Ok, you pull the waders down and do a cat-like perch over the side, the waders act as a guard so you dont pee all over yourself while squatting. Mind you these moves are not for the novice but with practice they can be mastered. Or you can eat some of that Speedy Stop dried, smoked, jalapeno, cheese sausage friday night when you get into town.


----------



## 2lazy2fish

the only thing "cat like" about me, is my reflexes.

feel the twitch, watch the cork bob just a hair.....BAM! reel.....BAM!!
fish on
easy as pie
might as well be shooting just released quail on the back 40


----------



## Hughoo222

*Don*: Hey, Napoleon. What did you do last summer again? 
*Napoleon Dynamite*: I told you! I spent it with my uncle in Alaska hunting wolverines! 
*Don*: Did you shoot any? 
*Napoleon Dynamite*: Yes, like 50 of 'em! They kept trying to attack my cousins, what the heck would you do in a situation like that? 
*Don*: What kind of gun did you use? 
*Napoleon Dynamite*: A freakin' 12-gauge, what do you think?


----------



## crabpot

You bait-chuckin', beer-drinkin', limit-keepin' tourists make me sick. Why don't you just stay home and watch NASCAR on your backporch TV set.


----------



## 2lazy2fish

crabpot said:


> You bait-chuckin', beer-drinkin', limit-keepin' tourists make me sick. Why don't you just stay home and watch NASCAR on your backporch TV set.


hey now fella, dont get me going on the second greatest sporting events shown on television (BASSmasters being numero uno)
saturdays are for fishing
sundays are for NASCAR

all I have to do is change hats and go shirts off. if for some reason we're on the water herding up another limit for the freezer, we've always got the XM poppin.


----------



## Scott Mills

crabpot said:


> You bait-chuckin', beer-drinkin', limit-keepin' tourists make me sick. Why don't you just stay home and watch NASCAR on your backporch TV set.

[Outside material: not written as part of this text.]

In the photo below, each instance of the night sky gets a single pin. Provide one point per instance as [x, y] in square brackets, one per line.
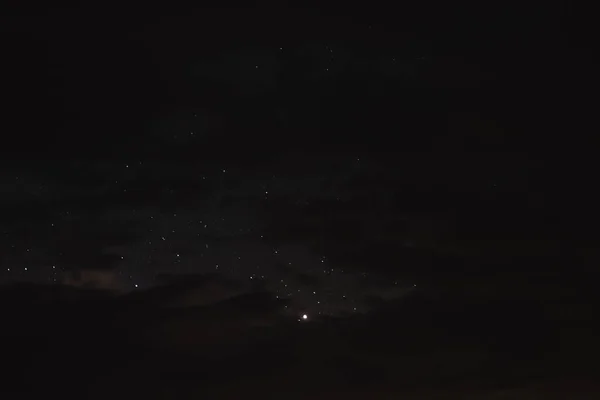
[336, 178]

Pretty strong comment for a guy who sings this....


----------



## Haute Pursuit

Scott Mills said:


> Pretty strong comment for a guy who sings this....


LOL


----------



## Hughoo222

Scott Mills said:


> Pretty strong comment for a guy who sings this....


Beer does make people do some strange things! I'm gonna need therapy after that one.:headknock ouch.


----------



## 2lazy2fish

Scott Mills said:


> Pretty strong comment for a guy who sings this....


that's an excellent little diddy!
next time we're heading out, I'll sing that one loud and proud.
(was john denver last time, which was a bit awkward with the boys)
lea-vin, on a jet plane! dont know when I'll be back again!

we do have something in common though. 
when I hook my stringer back to my belt on its carabiner, I admire the fish and pump my fists to the heaven to. much like your song says.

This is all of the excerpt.